The point of these two small illustrations is to suggest that now we are producing information at such a rate we can no longer worry about the past. Social networks have mentally prepared us for this. Deleting a tweet to correct spelling is seen by many people as a waste of time. Bloggers, if they need to fix an error, will either use strike-through to keep track of the change, or simply write a new post and let the dateline explain the addition. Both of these are examples of the influence of digital information at a time where there is too much and it travels too fast. They are important considerations that have changed the way we think about IA.

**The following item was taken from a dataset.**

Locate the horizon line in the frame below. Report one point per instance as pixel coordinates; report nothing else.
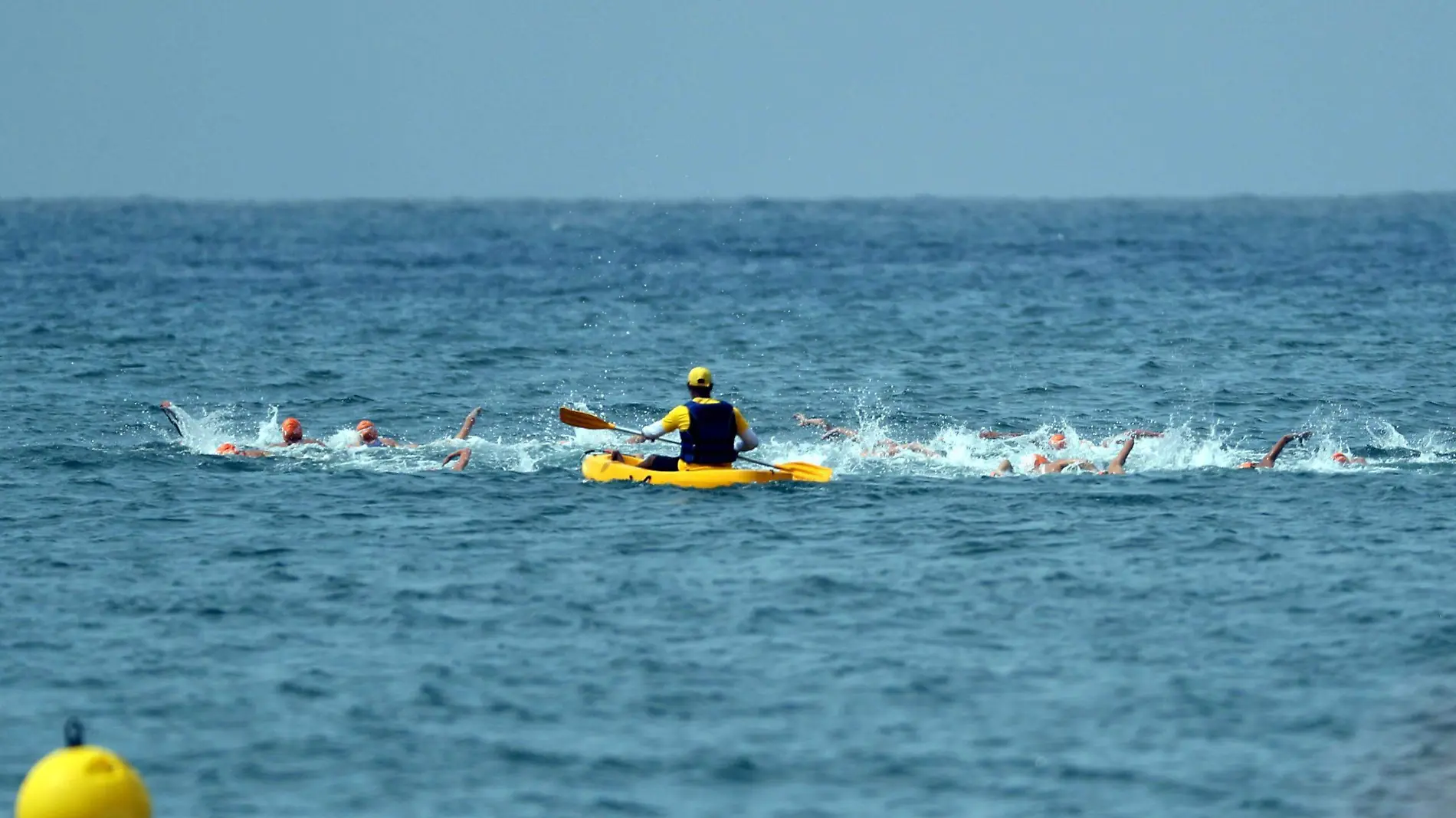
(699, 200)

So, here we, producing fragments of useful information, never stopping to correct or fix the past, only moving forward, pushing out into the social networks. How is the Information Architect to think about their job now? Well, for me, it still comes back to the basic principles. We’re designing information so it can be found and is useful. It involves a lot of study (case-studies, projections, analysis) of who might want to use your information. It involves defining these people using techniques that Content Strategists discuss. It involves continuing to evaluate your content against these principles and then stepping back, watching who uses it and why and when, and then asking yourself the same question again: are the right people finding our content? Or, is our content useful to the right people?
Information Architecture was originally coined by an architect, Saul Richard Wurman. He came up with the term to illustrate the problems of making information useful, specially, though in the context of space. Because Architecture, and perhaps better seen in Landscape Architecture or Urban Design, is all about connecting people to their space. And as the world grew and our physical spaces took on a new intense large presence in our everyday lives, and specifically one that we didn’t so easily control, it has become more important to think about how we produce space before we begin building it.
And so, to return to where I began, as an apologist and likely confusing information theorist, I would like to make a small point. I am an Information Architect who encourages people to build unstructured informal spaces, because it is through our continuous development that we begin to produce the kind of information that is truly useful. And overall, the structure we impose is not constructed from above or before we begin, it is structure that develops over time through the use of information.